Suara Xia Chao sangat lemah, namun ia tetap tegas.
“Aku tidak suka dibawa seperti ini.”
Benar, ia memang tidak suka.
Sama seperti ketika Sun Zilong datang menantang, ia juga tidak memilih mundur. Di lubuk hatinya, Xia Chao menyimpan kebanggaan dan keuletan yang tak bisa dinodai siapa pun.
Harga diri itu kadang muncul tanpa sadar, seperti saat ia meraih nilai sempurna di ujian ilusi, lalu berkata bahwa ia ingin menonjolkan diri agar terhindar dari bahaya.
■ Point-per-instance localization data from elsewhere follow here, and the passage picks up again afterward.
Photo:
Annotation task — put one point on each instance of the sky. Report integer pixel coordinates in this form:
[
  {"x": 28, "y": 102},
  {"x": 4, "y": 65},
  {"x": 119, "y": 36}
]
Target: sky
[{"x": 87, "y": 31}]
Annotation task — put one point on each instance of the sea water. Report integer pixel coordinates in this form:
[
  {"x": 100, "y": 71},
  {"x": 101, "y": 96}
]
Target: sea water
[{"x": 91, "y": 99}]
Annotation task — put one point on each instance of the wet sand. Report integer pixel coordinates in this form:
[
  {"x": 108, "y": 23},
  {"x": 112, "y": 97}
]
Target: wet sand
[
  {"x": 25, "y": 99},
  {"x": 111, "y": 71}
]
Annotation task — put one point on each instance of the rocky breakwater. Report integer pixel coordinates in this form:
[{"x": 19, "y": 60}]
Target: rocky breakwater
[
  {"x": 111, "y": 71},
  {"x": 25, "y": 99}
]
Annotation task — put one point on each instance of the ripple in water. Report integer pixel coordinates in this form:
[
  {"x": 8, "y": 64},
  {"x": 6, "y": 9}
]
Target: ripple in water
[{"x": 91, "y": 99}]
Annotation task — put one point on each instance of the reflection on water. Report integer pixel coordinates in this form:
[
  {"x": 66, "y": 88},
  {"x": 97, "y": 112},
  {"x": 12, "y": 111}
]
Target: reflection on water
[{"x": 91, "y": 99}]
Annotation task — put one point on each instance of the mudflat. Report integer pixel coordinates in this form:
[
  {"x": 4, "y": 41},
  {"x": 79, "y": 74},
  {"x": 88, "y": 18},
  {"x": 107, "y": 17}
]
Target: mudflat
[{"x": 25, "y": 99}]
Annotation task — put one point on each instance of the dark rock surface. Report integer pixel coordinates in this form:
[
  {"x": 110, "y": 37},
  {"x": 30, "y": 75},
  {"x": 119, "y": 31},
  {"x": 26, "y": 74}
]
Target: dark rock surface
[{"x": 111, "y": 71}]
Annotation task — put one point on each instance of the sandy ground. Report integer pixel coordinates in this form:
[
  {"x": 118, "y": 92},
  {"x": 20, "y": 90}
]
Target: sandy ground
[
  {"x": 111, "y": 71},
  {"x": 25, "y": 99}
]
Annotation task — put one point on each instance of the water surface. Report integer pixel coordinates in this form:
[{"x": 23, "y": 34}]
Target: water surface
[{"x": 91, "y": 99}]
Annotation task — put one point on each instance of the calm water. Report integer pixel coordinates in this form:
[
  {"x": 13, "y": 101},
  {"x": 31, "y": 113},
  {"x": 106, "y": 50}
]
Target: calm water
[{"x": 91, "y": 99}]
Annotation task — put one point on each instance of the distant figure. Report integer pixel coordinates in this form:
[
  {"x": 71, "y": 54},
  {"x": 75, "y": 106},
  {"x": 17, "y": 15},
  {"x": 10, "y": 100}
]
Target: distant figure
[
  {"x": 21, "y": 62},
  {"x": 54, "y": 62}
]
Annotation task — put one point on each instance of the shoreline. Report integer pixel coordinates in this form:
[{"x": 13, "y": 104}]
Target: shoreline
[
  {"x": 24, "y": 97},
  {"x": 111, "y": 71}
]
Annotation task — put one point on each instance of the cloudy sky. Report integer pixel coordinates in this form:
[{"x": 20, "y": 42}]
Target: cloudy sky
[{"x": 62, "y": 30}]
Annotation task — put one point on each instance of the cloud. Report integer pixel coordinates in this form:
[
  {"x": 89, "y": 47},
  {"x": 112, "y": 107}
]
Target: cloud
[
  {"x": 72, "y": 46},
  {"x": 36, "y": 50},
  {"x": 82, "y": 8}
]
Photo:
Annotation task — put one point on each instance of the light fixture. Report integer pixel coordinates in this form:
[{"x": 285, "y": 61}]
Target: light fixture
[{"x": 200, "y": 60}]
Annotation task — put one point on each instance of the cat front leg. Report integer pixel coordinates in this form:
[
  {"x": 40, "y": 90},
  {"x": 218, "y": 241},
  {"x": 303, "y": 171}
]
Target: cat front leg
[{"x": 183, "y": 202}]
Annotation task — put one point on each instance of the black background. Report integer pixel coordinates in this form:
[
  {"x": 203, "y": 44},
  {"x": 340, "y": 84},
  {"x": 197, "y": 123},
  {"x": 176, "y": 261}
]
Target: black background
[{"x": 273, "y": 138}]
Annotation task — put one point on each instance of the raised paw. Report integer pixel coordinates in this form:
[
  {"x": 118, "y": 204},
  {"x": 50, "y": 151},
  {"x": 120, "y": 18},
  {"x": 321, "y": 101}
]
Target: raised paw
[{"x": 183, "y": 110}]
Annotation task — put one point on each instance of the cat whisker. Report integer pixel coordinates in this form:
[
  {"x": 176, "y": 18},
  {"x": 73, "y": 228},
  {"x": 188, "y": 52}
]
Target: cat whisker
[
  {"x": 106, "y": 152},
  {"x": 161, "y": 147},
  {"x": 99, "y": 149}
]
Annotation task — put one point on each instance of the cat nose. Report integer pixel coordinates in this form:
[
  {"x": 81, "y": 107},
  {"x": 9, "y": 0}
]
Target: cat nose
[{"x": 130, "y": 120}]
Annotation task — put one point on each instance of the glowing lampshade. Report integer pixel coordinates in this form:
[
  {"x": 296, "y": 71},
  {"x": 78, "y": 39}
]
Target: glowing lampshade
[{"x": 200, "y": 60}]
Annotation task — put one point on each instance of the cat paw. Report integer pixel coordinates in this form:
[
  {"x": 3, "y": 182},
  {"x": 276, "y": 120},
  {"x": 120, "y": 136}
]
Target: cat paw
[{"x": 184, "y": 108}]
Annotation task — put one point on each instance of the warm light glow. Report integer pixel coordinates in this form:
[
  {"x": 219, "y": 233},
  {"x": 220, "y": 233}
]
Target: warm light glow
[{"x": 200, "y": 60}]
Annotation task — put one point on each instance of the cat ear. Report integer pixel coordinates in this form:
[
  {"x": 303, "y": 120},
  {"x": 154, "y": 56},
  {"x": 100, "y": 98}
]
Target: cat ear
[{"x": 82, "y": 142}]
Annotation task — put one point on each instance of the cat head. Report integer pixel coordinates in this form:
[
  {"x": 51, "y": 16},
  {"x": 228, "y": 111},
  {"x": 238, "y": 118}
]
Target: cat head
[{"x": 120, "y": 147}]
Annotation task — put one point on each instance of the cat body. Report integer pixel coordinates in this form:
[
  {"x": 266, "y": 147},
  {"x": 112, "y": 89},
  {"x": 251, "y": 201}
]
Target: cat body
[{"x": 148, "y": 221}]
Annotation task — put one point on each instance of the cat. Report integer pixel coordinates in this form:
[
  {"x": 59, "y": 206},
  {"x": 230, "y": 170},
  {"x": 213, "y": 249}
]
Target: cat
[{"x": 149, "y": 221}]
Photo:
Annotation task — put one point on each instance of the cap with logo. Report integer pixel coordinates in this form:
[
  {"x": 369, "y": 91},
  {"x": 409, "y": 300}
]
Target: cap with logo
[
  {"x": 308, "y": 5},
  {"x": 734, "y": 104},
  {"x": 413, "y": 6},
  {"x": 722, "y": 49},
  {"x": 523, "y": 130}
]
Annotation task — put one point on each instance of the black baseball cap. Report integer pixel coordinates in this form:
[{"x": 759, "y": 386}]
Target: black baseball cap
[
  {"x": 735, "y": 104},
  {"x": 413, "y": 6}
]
Sebenarnya, itu karena rasa bangga yang tersembunyi.
Ia menolak terlihat lemah.
Dan lebih tak suka lagi diperlakukan seperti anak kecil yang diangkat begitu saja!
“Kau bangga, ya?”
Wajah Qin Yan Jing menunjukkan perubahan, pikirannya mulai bergerak.
“Tubuh lemah, sudah serapuh bubur. Dalam keadaan seperti ini pun menolak diangkat, punya kemauan sekeras ini... tidak buruk juga.”
Namun, Xia Chao malah menambahkan,
“Kalau ada yang bisa membawakan tandu, kurasa akan lebih baik.”
Qin Yan Jing tersenyum tipis.
Anak muda ini tidak bersikeras tanpa pertimbangan. Ia tahu menyesuaikan diri tanpa kehilangan harga diri, mampu mencari jalan lain. Bibit yang menarik, memang patut diperhatikan.